Staff used the actual number of hours worked by part-time hourly staff in 2015 to calculate hours that would have been accrued, according to the document. The result was an additional 1,725 hours, with a value of $41,067.

“This amount is well above one-hundredth of 1 percent of the county’s 2016-2017 budget,” Alderman said.

Employees accrue one hour of sick time for every 30 hours worked and are eligible to use sick time after 90 days.

The state has obtained a qualified expert to calculate whether the counties will actually spend more than the financial threshold in order to comply with the sick leave law, said Carla Scott, who is representing Gov. Kate Brown.

“The statute is plain on it’s face,” Scott said. “Nothing in this act requires an employer to compensate an employee for accrued unused sick time upon the employee’s termination, resignation or retirement or other separation from employment.”

She added that ongoing material discovery is necessary to test the declarations submitted by the county.

Murphy asked Scott about the state’s declaration.

“Any time that a party wants to defeat a summary judgment motion, all they have to do is file a declaration saying we have secreted away in a back room an expert witness,” Murphy said.

“We’re not going to tell you who it is. We’re not going to tell you anything about him. You’re just going to have to take my word that we have one. And you’re going to have to take my word that their testimony is relevant and you’re going to have to take my word that their testimony is necessary to the case.

“And based on that, I wouldn’t hear any motions for summary judgment any more. It’d be over.”

He said he was trying to determine if there is a threshold showing that expert evidence is necessary.

“This is a complicated accounting question that is subject to how money is accrued or calculated on budget documents,” Scott said.” Complicated math will be required.”

The county is legally required to provide the benefit, said Nathan Rietmann, of Rietmann & Rietmann, LLP.

“I would note that under the legislation, the paid sick leave that is accrued, carries over,” Rietmann said. “So the law doesn’t become an unfunded mandate only when the plague hits one of these counties and everybody gets sick at once and uses their paid sick leave. It’s an unfunded mandate or not, based on what the law requires.”

Murphy asked about what happens when an employee does not claim his or her sick time.

Rietmann said it would continue to accrue.

“Well, they quit or they get fired or they die,” Murphy said.

The county would then be under no obligation to pay that person sick leave so the obligation goes away, he said.

“So how do we treat it in advance,” Murphy asked. “It sounds to me like a contingent obligation, not an absolute obligation.”

Rietmann said he did not think whether or not the law is an unfunded mandate should depend on when the employees happen to get sick.

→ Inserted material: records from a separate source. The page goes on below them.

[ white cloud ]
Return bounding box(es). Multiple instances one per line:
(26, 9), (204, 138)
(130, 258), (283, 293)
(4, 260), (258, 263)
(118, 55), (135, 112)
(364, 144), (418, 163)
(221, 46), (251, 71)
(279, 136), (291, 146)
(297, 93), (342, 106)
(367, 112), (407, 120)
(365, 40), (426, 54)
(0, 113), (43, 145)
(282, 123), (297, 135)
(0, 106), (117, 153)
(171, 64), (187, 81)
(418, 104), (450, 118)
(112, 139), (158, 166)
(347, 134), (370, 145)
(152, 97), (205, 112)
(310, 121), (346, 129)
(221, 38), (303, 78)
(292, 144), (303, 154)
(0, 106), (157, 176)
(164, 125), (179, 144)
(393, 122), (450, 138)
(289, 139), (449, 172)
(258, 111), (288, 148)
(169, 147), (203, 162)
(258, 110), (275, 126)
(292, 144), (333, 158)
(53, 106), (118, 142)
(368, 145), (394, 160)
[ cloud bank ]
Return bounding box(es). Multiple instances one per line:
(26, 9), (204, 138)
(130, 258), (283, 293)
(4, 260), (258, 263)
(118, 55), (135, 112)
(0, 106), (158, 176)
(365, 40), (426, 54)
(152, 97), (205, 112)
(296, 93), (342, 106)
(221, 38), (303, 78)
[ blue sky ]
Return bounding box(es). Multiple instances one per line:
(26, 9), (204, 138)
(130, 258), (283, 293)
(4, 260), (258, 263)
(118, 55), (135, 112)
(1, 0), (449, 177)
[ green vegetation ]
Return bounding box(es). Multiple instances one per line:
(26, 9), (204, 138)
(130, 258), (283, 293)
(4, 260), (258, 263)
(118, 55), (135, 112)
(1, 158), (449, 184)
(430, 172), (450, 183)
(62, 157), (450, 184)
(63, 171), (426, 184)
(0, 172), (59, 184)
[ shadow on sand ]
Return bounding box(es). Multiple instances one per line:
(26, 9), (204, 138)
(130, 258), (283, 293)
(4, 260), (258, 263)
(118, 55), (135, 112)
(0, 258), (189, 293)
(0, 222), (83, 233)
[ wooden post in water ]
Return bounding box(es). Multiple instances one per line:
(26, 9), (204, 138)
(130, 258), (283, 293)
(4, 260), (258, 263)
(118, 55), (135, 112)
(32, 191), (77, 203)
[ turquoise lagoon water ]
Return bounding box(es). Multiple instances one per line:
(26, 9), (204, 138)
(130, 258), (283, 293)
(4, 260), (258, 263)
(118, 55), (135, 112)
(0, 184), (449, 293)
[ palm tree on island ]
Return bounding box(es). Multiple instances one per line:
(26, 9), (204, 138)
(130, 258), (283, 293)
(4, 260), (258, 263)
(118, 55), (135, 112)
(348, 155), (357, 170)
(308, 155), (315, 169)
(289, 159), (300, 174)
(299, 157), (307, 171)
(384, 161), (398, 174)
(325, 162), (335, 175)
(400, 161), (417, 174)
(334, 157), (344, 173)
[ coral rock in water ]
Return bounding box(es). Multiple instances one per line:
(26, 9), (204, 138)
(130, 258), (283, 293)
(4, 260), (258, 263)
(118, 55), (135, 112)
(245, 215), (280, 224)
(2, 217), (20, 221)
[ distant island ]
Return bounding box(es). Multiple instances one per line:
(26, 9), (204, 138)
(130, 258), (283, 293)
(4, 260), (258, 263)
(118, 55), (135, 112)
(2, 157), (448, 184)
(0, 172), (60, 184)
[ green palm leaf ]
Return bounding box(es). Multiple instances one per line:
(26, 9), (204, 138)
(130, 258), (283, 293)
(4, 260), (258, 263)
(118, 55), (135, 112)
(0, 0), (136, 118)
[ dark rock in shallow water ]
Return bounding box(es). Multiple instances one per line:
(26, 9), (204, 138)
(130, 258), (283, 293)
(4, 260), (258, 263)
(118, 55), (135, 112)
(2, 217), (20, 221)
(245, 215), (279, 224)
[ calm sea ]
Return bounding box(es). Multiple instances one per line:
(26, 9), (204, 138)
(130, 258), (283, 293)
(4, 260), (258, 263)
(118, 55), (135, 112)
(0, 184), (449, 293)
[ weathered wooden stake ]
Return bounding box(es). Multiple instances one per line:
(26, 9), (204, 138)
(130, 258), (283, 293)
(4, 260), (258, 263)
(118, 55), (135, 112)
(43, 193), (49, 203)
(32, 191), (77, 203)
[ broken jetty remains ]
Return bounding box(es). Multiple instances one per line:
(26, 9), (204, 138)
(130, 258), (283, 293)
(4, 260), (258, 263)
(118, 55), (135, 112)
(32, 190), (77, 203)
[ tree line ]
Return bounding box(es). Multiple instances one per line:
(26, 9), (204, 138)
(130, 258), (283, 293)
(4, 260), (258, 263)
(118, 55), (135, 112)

He said under that theory, employees of the county could be healthy one year and not take any sick days; then the paid sick leave law is not an unfunded mandate.

“You get down the road to year number two and everybody’s sick leave has piled up and everybody gets sick and uses it, then suddenly an unfunded mandate,” Rietmann said. “We would submit that whether it’s an unfunded mandate or not depends on what the law requires.”

Murphy said he expected to have a decision within two weeks, but certainly within 30 days.

“I will try to get this to you as soon as I can but I want to make sure it’s thorough, so it could take the whole 30 days,” Murphy said.

In a conversation after the hearing, Nyquist said 2016 figures show an amount closer to $50,000.

The amounts for 2015, which were provided in Alderman’s statement to the court, and the amount for 2016, did not account for the length of employment and whether they were eligible or not.

Alderman said the figures he submitted in September were an estimate based on the data at that time.

“Liability for Linn County part time employees having paid sick leave would vary from month to month based on eligibility factors,” he said.